Wednesday, June 06, 2012

The Spatial Computing Workshop has come and gone

Yesterday was the 2012 edition of the Spatial Computing Workshop, which I helped get started 5 years ago.  Next year, I will probably not be an organizer, and that will be a damned good thing.

The spatial computing community is small, if you count by the number of people who self-identify as researchers working in spatial computing, but it's becoming nicely coherent and starting to produce some nice results.  At yesterday's meeting, we had people coming from radically different fields all speaking the same language, and I think a growing sense of the shared set of problems that we all face.  At the heart of the work that everybody is doing is this problem of how to get good, robust, collective behavior out of the systems we deal with, all embedded in the messy, geometrical world.  And by God, there's actually a sense of progress!

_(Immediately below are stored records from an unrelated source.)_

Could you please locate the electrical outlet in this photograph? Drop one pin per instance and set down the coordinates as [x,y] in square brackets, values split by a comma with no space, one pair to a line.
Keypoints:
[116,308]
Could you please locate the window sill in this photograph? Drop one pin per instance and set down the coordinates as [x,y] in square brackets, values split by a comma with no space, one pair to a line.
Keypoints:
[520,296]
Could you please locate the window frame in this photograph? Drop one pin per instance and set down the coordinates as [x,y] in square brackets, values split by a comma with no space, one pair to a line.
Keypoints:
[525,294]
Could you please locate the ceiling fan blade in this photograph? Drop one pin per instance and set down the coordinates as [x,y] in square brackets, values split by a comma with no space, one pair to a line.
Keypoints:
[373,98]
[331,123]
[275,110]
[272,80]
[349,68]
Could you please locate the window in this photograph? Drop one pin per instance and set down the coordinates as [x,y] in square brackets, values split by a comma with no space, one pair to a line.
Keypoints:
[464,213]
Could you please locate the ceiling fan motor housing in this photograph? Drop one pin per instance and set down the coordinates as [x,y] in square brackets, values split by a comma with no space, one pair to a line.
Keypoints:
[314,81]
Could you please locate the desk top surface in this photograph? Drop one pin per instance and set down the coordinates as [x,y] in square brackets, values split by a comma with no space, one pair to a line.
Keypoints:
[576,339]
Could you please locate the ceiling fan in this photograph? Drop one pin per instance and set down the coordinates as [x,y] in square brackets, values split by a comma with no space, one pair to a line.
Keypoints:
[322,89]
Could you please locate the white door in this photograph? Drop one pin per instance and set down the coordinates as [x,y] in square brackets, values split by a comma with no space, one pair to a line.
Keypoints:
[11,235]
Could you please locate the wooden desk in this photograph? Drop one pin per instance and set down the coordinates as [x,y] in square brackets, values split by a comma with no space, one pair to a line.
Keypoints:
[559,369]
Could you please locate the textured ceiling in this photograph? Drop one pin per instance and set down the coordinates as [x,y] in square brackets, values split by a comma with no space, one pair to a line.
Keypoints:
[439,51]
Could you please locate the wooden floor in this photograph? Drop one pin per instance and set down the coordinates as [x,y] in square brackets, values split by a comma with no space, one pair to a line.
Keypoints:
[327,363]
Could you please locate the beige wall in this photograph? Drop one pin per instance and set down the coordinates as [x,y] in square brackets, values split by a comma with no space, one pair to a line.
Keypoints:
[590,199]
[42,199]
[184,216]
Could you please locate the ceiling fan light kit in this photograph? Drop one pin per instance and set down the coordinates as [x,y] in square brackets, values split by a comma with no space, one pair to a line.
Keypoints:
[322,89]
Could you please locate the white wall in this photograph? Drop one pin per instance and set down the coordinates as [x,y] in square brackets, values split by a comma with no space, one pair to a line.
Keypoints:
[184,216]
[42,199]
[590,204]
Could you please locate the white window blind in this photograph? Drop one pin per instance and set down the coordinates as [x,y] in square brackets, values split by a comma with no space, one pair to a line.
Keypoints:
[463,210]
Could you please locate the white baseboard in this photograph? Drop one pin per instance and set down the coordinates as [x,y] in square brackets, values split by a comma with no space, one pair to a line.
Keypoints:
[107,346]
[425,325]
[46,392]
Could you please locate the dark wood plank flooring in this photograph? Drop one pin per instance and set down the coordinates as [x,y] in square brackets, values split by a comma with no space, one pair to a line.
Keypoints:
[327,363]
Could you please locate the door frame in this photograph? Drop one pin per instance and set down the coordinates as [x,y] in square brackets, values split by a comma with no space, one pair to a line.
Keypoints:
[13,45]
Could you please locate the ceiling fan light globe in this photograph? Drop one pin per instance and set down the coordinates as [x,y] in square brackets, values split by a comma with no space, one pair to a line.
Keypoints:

Amongst the many highlights, from my own highly biased point of view:
  • Stefan Dulman's group has Proto at the heart of a design toolchain for architecture, where they've managed to build a "chart programming" GUI that the artistic types they work with may actually find usable, as well as a nice real-time OS layer underneath.  Experiments on architects begin next week...
  • Ulrik Schultz gave one of the wonderfully humble robotics talks that I've come to expect from him or Kasper Stoy.  It's so much more interesting from a research point of view to see the struggles in robotics as well as the parts that work well---and it makes me appreciate the programming language work they're doing much more to understand just how many hardware and communication problems it has to cope with.
  • Matt Duckham gave a talk on the view from the Spatial Information Systems community, where nearly every slide also contained critical commentary copied from the acid comments that the reviewers gave his paper.

About that last... one of the interesting things that I've noticed about the spatial computing community is that there's a very particular style to the reviewing.  Reviewers often seem come into a review with guns blazing, smashing away at a paper with every possible critique and concern, leaving nothing but rubble and scorched earth behind, oceans rising as earthquakes devour the land.  And the final judgement after all this fire and storm? "A good contribution deserving of publication.  Accept."  You know what?  I like that and think it's a good thing.  Strong scientific critique helps all of us produce better research---I never want to be submitting to an echo chamber of all likeminded individuals.  Yet that critique should be constructive, and judgement of a work made simply based on whether it is a contribution to the field.  I like how the community tends to review, and I really liked how Matt made the critique an integral part of his own presentation.

For my own part, we contributed one reviewed paper and one informal overview talk:
I will leave it to others to judge the worthiness of our own contributions.

All told, however, between the formal program and all the informal discussion surrounding it, I'm feeling seriously psyched about spatial computing, and happy there's enough other enthusiastic people that I can pass the torch and let go on organizing for next year.